The good news is that restoring your own microbiome can be safe, natural, and affordable. The logical approach is to reduce your own use of synthetic chemicals and start eating whole foods. You will want to reduce your use of synthetic chemicals because they typically create imbalance, supporting a few kinds of microbes while killing many others. Obviously, you will want to discuss this with a health care professional, preferably one who understands microbial ecology and microbiomes, to develop a safe plan for altering your use of prescription drugs. By eating a complex diet complete with the nutrients present in hundreds to thousands of unique species of microbes, you can attract and retain microbes from your surrounding environment that naturally restore your microbiome. Here are some good ways to get the whole foods you need.
- The first, and best way is to eat a variety of locally grown organic foods. One reason we support the development of 21st century Victory Gardens is because when families become competent at growing their own organic fruits and vegetables, fresh whole produce is both accessible and affordable. When foods are grown organically in a well managed soil, they attract natural microbiomes that support health. These plants consistently prove to be more nutritious and more flavorful than plants that have been treated with chemicals, shipped long distances, and stored for long periods of time. Farmer’s markets can also help connect consumers with producers of local organic foods.

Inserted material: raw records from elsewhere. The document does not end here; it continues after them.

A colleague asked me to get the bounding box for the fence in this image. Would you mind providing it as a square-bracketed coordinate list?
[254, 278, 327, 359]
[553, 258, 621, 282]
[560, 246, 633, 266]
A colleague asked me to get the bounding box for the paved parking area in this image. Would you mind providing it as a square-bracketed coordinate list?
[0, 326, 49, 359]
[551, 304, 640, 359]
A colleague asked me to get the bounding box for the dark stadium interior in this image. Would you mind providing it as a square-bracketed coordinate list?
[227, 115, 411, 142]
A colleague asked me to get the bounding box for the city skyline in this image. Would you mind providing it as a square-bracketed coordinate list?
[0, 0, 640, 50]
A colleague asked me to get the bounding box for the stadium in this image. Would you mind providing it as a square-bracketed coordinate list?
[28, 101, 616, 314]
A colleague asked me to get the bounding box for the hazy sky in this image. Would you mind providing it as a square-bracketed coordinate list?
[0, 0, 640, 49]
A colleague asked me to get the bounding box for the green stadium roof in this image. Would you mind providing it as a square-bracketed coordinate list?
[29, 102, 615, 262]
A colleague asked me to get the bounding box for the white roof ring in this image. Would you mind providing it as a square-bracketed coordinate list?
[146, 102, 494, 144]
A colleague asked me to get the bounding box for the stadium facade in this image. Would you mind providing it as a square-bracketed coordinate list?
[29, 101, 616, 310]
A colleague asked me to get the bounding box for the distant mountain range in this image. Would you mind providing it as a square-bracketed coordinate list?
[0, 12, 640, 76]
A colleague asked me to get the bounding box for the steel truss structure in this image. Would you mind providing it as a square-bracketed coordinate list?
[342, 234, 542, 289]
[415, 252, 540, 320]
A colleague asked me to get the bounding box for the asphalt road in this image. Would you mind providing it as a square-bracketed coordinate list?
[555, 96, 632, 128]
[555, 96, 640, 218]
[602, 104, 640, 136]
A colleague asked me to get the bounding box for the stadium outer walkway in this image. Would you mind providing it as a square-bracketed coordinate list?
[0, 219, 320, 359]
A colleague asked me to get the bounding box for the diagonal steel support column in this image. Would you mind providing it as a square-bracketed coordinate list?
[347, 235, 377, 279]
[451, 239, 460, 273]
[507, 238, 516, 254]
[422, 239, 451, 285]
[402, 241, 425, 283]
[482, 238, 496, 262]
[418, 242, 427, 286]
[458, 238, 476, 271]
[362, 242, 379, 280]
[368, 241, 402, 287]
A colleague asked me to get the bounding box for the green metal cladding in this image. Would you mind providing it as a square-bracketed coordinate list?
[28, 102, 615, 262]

- The second way is to take dietary supplements that offer complete and balanced mixtures of essential nutrients. I look for products that contain the nutrition derived from whole plants, whole microbial communities, or where possible, entire ecosystems, and I check to make sure that in addition to key vitamins, these products contain the mineral nutrients essential for good health. Why the emphasis on mineral nutrients? Because the mineral elements are components our own bodies cannot synthesize. Neither can the trillions of microbial cells that make up our microbiome. So if we need a mineral element, we simply must get it from our diet. Yet most of our foods today are being grown on soils that have been treated with chemicals that chelate mineral nutrients, and fertilized only with those elements that boost plant yields or minimize plant disease. Little attention has been given to the concept of growing food for it’s nutritional value to humans. This is why we cannot rely on whole foods from the produce isle, the meat counter, or the dairy section of the supermarket (much less from the processed foods sections) to meet all our nutritional demands.
- Minimize exposure to chemicals, including pharmaceuticals, cosmetics, and household or workplace chemicals, and even highly purified plant extracts like white sugar, that can offset the nutritional balance within your cells.
- Maximize consumption of raw, whole foods. Sure, you will want to cook those foods that are of high risk for food poisoning. But many common fresh fruits and vegetables can and should be eaten without cooking. Fresh salads can be loaded with active enzymes, nutrients, prebiotics, and even probiotics may be lost in the cooking process.